The “Province-wide Simultaneous Operations on Illegal Drugs,” as the Bulacan cops dubbed it, also netted 91 arrests as well as “over 111 grams of suspected crystal meth or shabu, 510 grams of marijuana leaves and other drug paraphernalia, grenades, firearms, ammunition, and motorcycles from the suspects,” according to a CNN report.
As grand entrances went, Albayalde’s show of force in his first hours as PNP chief was impressive.
At his inaugural address, the former chief of the National Capital Region Police Office vowed to continue his “low-key but stern kind of leadership” as the new head of the 180,000-strong police force.
But 14 deaths in one blow can hardly be a reasonable definition of a “low-key” operation, so the more telling words may be those that came from Albayalde a day after the Bulacan sweep: “Those operations were all normal,” he insisted in a radio interview. “Whether it was chief PNP [Ronald] dela Rosa or me … the order of President Duterte is to intensify the campaign against illegal drugs. Like what the President said, we will not stop until the last supplier, coddler or pusher is put behind bars.”
In other words, it’s business as usual — and a letdown for certain quarters. Those who were harboring the hope that the change in leadership at the PNP would also bring about a rethink of the administration’s bloody war on drugs appear headed for more disappointment.
The era of Albayalde’s immediate predecessor, the controversial, showboating “Bato” dela Rosa, was riddled with shocking incidents of abuse that considerably damaged the image and institutional effectiveness of the PNP, from the case of Korean businessman Jee Ick-joo, kidnapped and murdered by cops themselves, to those of teenager Kian delos Santos and other ordinary Filipinos, minors even, who died at the hands of policemen.
Albayalde inherits a force saddled by tens of thousands of unexplained, mostly uninvestigated deaths—a frightening record that has forced a number of observers and institutions to sit up and demand answers.
The Supreme Court, for one, has required the PNP to explain the gruesome death tally and to turn over records of its “Tokhang” operations — a ruling it has yet to comply with.
The European Union, the US government and the International Criminal Court have all taken interest, issuing forceful statements of concern about the continuing incidences of extrajudicial killings under the Duterte administration.
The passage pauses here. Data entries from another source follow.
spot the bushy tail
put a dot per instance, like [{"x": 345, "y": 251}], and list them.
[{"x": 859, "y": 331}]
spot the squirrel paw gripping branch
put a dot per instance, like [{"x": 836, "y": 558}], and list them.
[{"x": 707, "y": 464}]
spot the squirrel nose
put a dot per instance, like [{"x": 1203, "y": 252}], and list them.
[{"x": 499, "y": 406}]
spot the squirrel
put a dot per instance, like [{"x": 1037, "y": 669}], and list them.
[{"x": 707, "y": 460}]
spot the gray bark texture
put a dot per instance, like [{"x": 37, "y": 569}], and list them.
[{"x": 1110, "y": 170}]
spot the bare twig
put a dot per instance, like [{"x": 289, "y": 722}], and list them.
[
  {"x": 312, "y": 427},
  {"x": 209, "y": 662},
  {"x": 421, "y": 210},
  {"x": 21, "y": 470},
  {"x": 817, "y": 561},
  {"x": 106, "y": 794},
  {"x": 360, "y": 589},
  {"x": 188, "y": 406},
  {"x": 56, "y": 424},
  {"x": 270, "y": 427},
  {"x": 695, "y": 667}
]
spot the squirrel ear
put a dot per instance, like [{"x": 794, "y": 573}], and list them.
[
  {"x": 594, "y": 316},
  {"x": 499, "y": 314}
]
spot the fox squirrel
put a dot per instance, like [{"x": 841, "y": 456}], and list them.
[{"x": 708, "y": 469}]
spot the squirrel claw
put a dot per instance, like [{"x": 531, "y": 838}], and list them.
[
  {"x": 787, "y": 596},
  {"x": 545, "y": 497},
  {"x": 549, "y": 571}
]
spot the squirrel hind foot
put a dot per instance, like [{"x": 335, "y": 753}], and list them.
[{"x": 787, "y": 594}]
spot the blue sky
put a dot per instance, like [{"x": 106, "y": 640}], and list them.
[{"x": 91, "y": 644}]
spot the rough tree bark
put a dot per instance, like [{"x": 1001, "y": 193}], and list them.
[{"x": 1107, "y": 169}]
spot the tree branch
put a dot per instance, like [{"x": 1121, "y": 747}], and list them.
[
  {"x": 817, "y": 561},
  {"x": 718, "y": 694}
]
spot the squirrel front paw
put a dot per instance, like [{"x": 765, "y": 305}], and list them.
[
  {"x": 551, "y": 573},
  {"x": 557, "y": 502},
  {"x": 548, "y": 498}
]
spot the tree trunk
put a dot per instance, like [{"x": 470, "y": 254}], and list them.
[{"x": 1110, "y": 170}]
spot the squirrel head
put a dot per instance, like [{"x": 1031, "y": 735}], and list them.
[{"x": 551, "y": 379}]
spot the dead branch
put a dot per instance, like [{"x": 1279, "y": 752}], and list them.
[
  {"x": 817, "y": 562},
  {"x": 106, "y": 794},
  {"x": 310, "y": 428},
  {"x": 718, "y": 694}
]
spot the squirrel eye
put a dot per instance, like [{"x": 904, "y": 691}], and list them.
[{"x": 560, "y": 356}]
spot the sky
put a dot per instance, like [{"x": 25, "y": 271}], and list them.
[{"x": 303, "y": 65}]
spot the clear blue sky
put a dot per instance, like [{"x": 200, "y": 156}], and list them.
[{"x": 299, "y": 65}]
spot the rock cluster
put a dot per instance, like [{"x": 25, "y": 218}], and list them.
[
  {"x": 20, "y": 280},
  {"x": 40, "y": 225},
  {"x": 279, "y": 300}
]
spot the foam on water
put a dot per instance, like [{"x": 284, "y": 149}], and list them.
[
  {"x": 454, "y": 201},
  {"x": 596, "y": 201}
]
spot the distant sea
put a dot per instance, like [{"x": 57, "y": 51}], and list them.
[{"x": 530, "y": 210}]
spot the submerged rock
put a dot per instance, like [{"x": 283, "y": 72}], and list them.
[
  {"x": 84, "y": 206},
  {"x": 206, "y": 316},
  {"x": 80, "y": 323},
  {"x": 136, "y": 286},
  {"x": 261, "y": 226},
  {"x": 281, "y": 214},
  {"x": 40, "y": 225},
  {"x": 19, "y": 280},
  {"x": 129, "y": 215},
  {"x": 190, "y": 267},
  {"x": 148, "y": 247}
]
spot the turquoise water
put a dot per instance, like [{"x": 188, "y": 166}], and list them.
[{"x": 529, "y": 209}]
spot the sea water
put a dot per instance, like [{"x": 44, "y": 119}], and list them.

But Malacañang’s response to such warnings has been rote and uniform: Denounce the statements as interference in the country’s internal affairs, demonize foreigners who remind the Philippine government about its international human rights commitments (such as United Nations High Commissioner for Human Rights special rapporteur Agnes Callamard), and baldly
deny the reality of EJKs.
The 14 recent deaths in Bulacan add not only to the still rising national death count, but to the carnage with which this particular province has been marked under the aegis of the war on drugs.
It was also in Bulacan, in August 2017, when 32 drug suspects were killed — the biggest one-day death tally of the PNP’s campaign.
Lamentably, it was a record that merited praise from the President: “Makapatay lang tayo ng (If we can kill) another 32 every day, maybe we can fix what ails this country,” he had said at the time.
Would the much-admired Albayalde chart a different path? Would he stand up for vigorous law enforcement that, at the same time, respects and upholds the basic constitutional rights of Filipino citizens?
Perhaps it’s too early to tell, but the shock and awe of his early days in office do not serve to inspire much confidence. An EJK-weary nation desperately hopes that he will prove such fears wrong.